Добавить в цитаты Настройки чтения

Страница 11 из 17

Та же демоническая сила заставила меня забыть о затхлом домашнем воздухе с ароматом варенной капусты и взять на руки тело любимой из дома. Я спешно покинул дом в предрассветных сумерках. Я бежал по жёсткой, дикой траве в садах, отравленных туманами.

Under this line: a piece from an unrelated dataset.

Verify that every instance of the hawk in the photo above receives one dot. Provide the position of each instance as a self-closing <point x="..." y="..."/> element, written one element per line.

Мое сердце колотилось неправдоподобно бешено. В ушах стучала кровь. С ужасно долгими остановками я донес тело Эвелины до Хорнфилд-Хаус (с каждой верстой мое плечо хрустело все громче). Я прокрался внутрь поместья с чёрного входа. К моему счастью, люд, населявший имение, все ещё спал, и я смог незамеченным попасть в свои покои.

Посадив возлюбленную на стул у окна, я установил свечу. Скоро должно было светать. Зелёный свет вокруг меня размывался в темноту. Я не знал, что мне делать! Поэтому я делал хоть что-то. Обмывая ее нагое тело, я убеждал себя, что готовлю Эвелину к раю. (К Богу она должна явиться, будучи людским идеалом) Набранная мною вода, в которой я обмывал ее тело, стала скорее концентрированной кровью. Я швырнул ее покрасневшие одежды и полотенца в угол комнаты; я укутал тело Эвелины в нежную простыню. На ней осталась только подаренная мною обсидиановая подвеска. Моя рука продолжала трещать по швам, когда я одевал ее в свежие вещи. Отчаявшись, я лёг на постель вместе с возлюбленной.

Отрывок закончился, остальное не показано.